FIG. 3C is a drawing of a mail piece addressed to a virtual post office (VPO) box with some actual address information and some vanity address information. Mail piece 36 has a sender address field 37 and material 38 that indicates the payment of the postage for mail piece 36. Material 38 may be a postal indicia, postal permit or one or more stamps. The recipient address field 39 will include the designation 40 for a virtual post office box and the box number i.e., VPO etc. and the number of the virtual post office box, the person or entity 41 to whom mail piece 36 is sent, the business entity 44 that the person represents, the city, state and zip code 45 of the business entity and a vanity location 46. The city, state and zip code 45 may be the actual city, state and zip code that mail piece 36 is going to be delivered to and location 46 may be a place within zip code 45 that is used for vanity purposes.

FIG. 3D is a drawing of a mail piece addressed to a virtual post office (VPO) box with some actual address information and some vanity address information upon which the post has indicated the actual delivery address 42. Mail piece 36 has a sender address field 37 and material 38 that indicates the payment of the postage for mail piece 36. Material 38 may be a postal indicia, postal permit or one or more stamps. The recipient address field 39 will include the designation 40 for a virtual post office box and the box number i.e., VPO etc. and the number of the virtual post office box, the person or entity 41 to whom mail piece 36 is sent, the business entity 44 that the person represents, the city, state and zip code 45 of the business entity and a vanity location 46. The city, state and zip code 45 may be the actual city, state and zip code that mail piece 36 is going to be delivered to and location 46 may be a place within zip code 45 that is used for vanity purposes. The post will print the actual delivery address 42 that the lessee of the virtual post office box wants mail piece 36 delivery to. The post will also print a posnet bar code 43 on the face of mail piece 36. Bar code 36 represents delivery address 42 in a coded form.

FIG. 4 is a drawing showing how one may obtain a virtual post office box and how one may change the address to which the mail having a virtual post office box will be delivered. Mailers 50 may communicate their intentions regarding their virtual post office box via telephone, personal computer, facsimile, or by actually going to a post office.

If a mailer communicated with the post via telephone, the mailer may communicate with voice response unit (VRU) 51. A plurality of recorded messages are stored in voice response unit 51. Data center computer 54 determines which recorded message would be transmitted to the mailer that is using a telephone. The telephone caller responds to the recorded message by pressing one or more of the buttons on keypad of the telephone. The messages are transmitted to VRU 51 from the telephone in the form of dual tone modulated frequency (DTMF) tones. The DTMF tone corresponding to a # button on keypad of the telephone will signify the end of a message. VRU 51 converts the DTMF tones into numbers that computer 54 can read. Computer 54 will then inform VRU 51 the appropriate recorded message or response.
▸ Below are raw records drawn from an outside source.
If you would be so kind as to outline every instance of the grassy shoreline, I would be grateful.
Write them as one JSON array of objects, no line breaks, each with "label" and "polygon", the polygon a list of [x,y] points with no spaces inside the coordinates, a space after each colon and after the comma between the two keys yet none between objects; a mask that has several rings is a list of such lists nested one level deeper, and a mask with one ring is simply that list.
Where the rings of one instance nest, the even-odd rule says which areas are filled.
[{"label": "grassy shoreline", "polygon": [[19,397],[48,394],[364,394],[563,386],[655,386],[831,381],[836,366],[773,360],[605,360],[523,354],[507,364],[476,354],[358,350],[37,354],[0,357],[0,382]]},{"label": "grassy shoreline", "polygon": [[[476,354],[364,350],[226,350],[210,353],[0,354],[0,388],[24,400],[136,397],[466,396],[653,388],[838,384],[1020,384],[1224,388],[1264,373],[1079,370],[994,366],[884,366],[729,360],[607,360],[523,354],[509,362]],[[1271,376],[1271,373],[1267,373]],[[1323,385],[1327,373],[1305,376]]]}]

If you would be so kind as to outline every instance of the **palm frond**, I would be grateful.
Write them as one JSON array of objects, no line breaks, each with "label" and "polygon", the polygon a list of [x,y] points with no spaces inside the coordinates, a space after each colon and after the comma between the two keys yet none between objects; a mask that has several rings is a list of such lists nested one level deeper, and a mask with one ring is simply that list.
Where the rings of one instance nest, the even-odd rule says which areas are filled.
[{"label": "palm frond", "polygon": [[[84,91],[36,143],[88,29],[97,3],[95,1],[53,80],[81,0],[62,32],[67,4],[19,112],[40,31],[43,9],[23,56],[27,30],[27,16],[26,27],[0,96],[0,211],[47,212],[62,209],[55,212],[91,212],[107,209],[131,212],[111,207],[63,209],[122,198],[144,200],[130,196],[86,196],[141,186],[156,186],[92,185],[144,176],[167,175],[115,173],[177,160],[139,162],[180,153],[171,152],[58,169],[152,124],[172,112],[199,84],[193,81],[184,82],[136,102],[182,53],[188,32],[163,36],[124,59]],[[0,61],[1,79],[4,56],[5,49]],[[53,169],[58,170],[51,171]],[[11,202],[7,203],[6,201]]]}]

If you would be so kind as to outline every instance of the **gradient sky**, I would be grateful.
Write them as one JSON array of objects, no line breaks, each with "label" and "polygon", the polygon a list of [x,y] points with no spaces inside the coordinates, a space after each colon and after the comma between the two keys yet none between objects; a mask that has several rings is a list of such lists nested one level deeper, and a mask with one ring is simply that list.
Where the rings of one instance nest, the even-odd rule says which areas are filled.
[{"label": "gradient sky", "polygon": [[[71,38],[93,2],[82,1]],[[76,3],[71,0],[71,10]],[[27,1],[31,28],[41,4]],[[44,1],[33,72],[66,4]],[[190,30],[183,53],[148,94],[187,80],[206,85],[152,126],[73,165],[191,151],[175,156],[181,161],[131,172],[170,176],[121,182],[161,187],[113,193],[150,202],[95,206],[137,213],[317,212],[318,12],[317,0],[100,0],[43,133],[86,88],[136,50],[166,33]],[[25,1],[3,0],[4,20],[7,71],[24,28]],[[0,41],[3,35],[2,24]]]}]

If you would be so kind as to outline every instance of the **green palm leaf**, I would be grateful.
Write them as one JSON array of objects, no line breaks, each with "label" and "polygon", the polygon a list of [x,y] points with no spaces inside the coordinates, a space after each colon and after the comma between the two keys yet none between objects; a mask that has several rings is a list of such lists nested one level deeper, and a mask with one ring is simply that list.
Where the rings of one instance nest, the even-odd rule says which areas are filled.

In the foregoing manner, the telephone caller VRU 51 and computer 54 may obtain enough information from the telephone caller to complete the virtual post office receipt described in the description of FIG. 5 and/or forward mail piece 36 to a address different than the address that was originally supplied to the post, i.e., a location where someone is going on their vacation.

If a mailer communicated with the post via a personal computer, the mailer may communicate with post office modem 52, which is coupled to data center computer 54. Computer 54 and the mailer's personal computer may have various protocols that are known in the art that must be satisfied before the mailer's computer can exchange virtual post office box information with computer 54. After the protocols have been satisfied computer 54 may obtain enough information from the mailer's computer to complete the virtual post office receipt described in the description of FIG. 5 and/or forward mail piece 36 to a address different than the address that was originally supplied to the post, i.e., a location where someone is going on their vacation.

If a mailer communicated with the post via a facsimile, the mailer may communicate with post office facsimile 53, which is coupled to data center computer 54. The facsimile sent by the mailer may correspond to the virtual post office receipt described in the description of FIG. 5.

A mailer may also communicate by physically going to a clerk's desk 55 at data entry site 55 or mail information contained in FIG. 5 to site 55. The mailer would then give the postal clerk any necessary information that is required to obtain a virtual post office box and/or forward mail piece 36 to a address different than the address that was originally supplied to the post, i.e., a location where someone is going on their vacation.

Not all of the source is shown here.